The Cubs considered drafting Henry in the supplemental round of the MLB draft, Jeff said, but the family wanted $3.5 million. The Cubs didn’t match the price, so Henry, instead drafted in the 38th round, went to LSU.

Henry missed all of fall practice because of a stress reaction in his arm. When he pitched again and LSU experimented with Bianco at catcher, Bianco caught Henry in the bullpen. Bianco hadn’t played catcher since eighth grade.

“He's throwing a four-seam that runs and his two-seam is running this much,” Bianco said, spreading his hands about two feet apart, “I'm like, 'Dude, they're both running. You have anything that's straight?'”

One of eight freshman pitchers, Henry didn’t make the opening-day weekend rotation. Missing fall practice delayed his emergence, but he started the fourth game of the season.

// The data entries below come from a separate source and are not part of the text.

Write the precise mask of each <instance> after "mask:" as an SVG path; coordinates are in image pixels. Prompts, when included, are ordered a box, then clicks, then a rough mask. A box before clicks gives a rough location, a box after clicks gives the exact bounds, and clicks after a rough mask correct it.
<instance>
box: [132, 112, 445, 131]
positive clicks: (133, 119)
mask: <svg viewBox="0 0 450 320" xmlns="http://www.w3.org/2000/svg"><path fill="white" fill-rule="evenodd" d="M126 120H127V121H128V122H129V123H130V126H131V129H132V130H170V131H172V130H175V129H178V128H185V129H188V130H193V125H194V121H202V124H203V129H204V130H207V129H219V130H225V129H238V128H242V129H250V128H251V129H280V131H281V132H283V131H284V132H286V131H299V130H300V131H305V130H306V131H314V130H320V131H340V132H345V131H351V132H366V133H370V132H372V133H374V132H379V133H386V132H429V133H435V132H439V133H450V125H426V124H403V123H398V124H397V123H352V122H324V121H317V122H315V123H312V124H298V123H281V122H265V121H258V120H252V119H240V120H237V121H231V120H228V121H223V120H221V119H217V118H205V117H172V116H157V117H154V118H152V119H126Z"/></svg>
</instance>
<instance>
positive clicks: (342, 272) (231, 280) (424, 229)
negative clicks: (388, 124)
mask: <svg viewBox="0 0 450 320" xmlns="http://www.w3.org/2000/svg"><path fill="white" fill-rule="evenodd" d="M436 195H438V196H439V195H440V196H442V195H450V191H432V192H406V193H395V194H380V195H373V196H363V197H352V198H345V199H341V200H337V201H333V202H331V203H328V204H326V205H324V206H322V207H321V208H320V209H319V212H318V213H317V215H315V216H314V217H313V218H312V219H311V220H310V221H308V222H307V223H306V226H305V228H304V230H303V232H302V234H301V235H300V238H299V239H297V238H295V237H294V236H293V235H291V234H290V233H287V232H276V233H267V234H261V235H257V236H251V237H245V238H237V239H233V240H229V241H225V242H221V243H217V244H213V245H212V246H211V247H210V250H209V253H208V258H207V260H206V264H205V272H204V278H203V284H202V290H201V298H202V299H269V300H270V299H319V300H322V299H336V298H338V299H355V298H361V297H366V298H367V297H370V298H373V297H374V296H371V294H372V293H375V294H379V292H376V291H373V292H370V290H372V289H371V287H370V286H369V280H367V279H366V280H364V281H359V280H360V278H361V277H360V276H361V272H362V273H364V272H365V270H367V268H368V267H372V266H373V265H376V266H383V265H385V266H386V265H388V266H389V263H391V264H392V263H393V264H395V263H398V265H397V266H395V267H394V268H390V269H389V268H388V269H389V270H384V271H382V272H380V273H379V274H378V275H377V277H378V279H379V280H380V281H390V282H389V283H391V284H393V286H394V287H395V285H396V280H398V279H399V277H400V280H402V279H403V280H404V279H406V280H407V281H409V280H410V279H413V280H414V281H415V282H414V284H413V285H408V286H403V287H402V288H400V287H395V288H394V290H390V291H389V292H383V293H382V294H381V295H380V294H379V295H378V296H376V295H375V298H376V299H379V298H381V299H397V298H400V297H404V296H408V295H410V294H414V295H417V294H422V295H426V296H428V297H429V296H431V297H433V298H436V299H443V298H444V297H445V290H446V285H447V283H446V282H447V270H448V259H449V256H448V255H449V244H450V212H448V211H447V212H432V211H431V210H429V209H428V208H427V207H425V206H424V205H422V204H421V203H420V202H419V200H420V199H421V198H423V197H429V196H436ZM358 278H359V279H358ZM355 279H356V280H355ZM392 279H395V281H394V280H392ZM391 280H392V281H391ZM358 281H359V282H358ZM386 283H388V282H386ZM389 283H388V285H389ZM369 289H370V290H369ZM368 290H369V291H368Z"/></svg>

He gave up four runs (three earned) in less than three innings.

“Maybe the kid still has a lot room for growth,” coach Paul Mainieri thought.

Less than month into the season, Henry established himself in the weekend rotation, one of the only stable pieces of an injury-filled pitching staff. Mainieri compared his potential to Aaron Nola and Kevin Gausman and Alex Lange, former LSU pitchers all selected in the first round of the draft.

Henry struck out 12 batters against Florida, the most by an LSU pitcher this season. Then, as LSU intended to make him its Friday night starter, he woke up with tenderness in his elbow and missed four starts.

When LSU played on the road as Henry recovered, Henry went home to work with his dad. They reviewed videos of his mechanics one weekend, threw another, getting him ready to pitch again.

After a month of rehab and rest, Henry felt good enough to pitch during the SEC tournament. Mainieri started him in an elimination game against South Carolina on the first day.

Henry’s family drove to Hoover, Alabama, to watch Henry pitch. Jeff hadn't missed a start this season. Rhonda had split her time between Cole and his two brothers. The whole family came for this one.

The boy who once learned to pitch by raising his arms beside his head, who pledged himself to reaching the major leagues, was about to pitch the first postseason game of his college career.

"A lot of days, it's very emotional," Jeff said, pausing as he began to sniffle. "Everybody wants to see their kid play D-I." He stopped again. Eleven seconds passed. "And be successful, but nobody knows what it takes to get there.

"Cole and I have spent a lot of time together training and working for this moment. … Some days, it doesn't feel like it's real.”